Influence of P-glycoprotein on pulmonary disposition of the model substrate [11C]metoclopramide assessed by PET imaging in rats.

In the lungs, the membrane transporter P-glycoprotein (P-gp) is expressed in the apical (i.e. lumen-facing) membrane of airway epithelial cells and in the luminal (blood-facing) membrane of pulmonary capillary endothelial cells. To better understand the influence of P-gp on the pulmonary disposition of inhaled P-gp substrate drugs, we measured the intrapulmonary pharmacokinetics of the intratracheally (i.t.) aerosolized model P-gp substrate [11C]metoclopramide in presence and absence of P-gp activity by means of positron emission tomography (PET) imaging in rats. Data were compared to data previously acquired with the model P-gp substrates (R)-[11C]verapamil and [11C]N-desmethyl-loperamide, using the same experimental set-up.

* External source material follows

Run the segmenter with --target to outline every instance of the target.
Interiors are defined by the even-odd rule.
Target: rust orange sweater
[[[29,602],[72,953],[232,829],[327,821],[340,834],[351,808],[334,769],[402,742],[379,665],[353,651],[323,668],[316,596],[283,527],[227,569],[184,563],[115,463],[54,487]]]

Groups of wild-type rats, either untreated or treated with the P-gp inhibitor tariquidar, and Abcb1a/b(-/-) rats underwent 90-min dynamic PET scans after i.t. aerosolization of [11C]metoclopramide. Lung exposure to [11C]metoclopramide was expressed as the area under the right lung concentration-time curve (AUClung). AUClung values were significantly higher in Abcb1a/b(-/-) rats (1.8-fold, p ≤ 0.0001) and in tariquidar-treated wild-type rats (1.6-fold, p ≤ 0.01) than in untreated wild-type rats. This differed from previously obtained results with (R)-[11C]verapamil and [11C]N-desmethyl-loperamide, which showed decreased exposure in the rat lung in absence of P-gp activity. Our results suggest that transepithelial transfer of [11C]metoclopramide was not or only to a small extent affected by P-gp activity, presumably due to the compound's high passive permeability. The increased lung retention of [11C]metoclopramide may be due to decreased P-gp-mediated clearance into the blood in absence of P-gp activity in capillary endothelial cells. The overall effect of P-gp on the lung exposure to inhaled P-gp substrate drugs may, thus, be determined by a balance of opposing effects at the pulmonary epithelium and endothelium.

Impact of P-gp and BCRP on pulmonary drug disposition assessed by PET imaging in rats.

P-glycoprotein (P-gp) and breast cancer resistance protein (BCRP) are two efflux transporters which are expressed in the apical (i.e. airway lumen-facing) membranes of lung epithelial cells. To assess the influence of P-gp and BCRP on the pulmonary disposition of inhaled drugs, we performed positron emission tomography (PET) imaging in rats after intratracheal aerosolization of two model P-gp/BCRP substrate radiotracers (i.e. [11C]erlotinib and [11C]tariquidar). We studied rat groups in which both transporters were active (i.e. wild-type rats), either of the two transporters was inactive (Abcb1a/b(-/-) and Abcg2(-/-) rats) or both transporters were inactive (Abcg2(-/-) rats in which pulmonary P-gp activity was inhibited by treatment with unlabeled tariquidar). PET-measured lung distribution data were compared with brain-to-plasma radioactivity concentration ratios measured in a gamma counter at the end of the PET scan. For [11C]erlotinib, lung exposure (AUClungs) was moderately but not significantly increased in Abcb1a/b(-/-) rats (1.6-fold) and Abcg2(-/-) rats (1.5-fold), and markedly (3.6-fold, p < 0.0001) increased in tariquidar-treated Abcg2(-/-) rats, compared to wild-type rats. Similarly, the brain uptake of [11C]erlotinib was substantially (4.5-fold, p < 0.0001) increased when both P-gp and BCRP activities were impaired. For [11C]tariquidar, differences in AUClungs between groups pointed into a similar direction as for [11C]erlotinib, but were less pronounced and lacked statistical significance. Our study demonstrates functional P-gp and BCRP activity in vivo in the lungs and further suggests functional redundancy between P-gp and BCRP in limiting the pulmonary uptake of a model P-gp/BCRP substrate, analogous to the blood-brain barrier. Our results suggest that pulmonary efflux transporters are important for the efficacy and safety of inhaled drugs and that their modulation may be exploited in order to improve the pharmacokinetic and pharmacodynamic performance of pulmonary delivered drugs.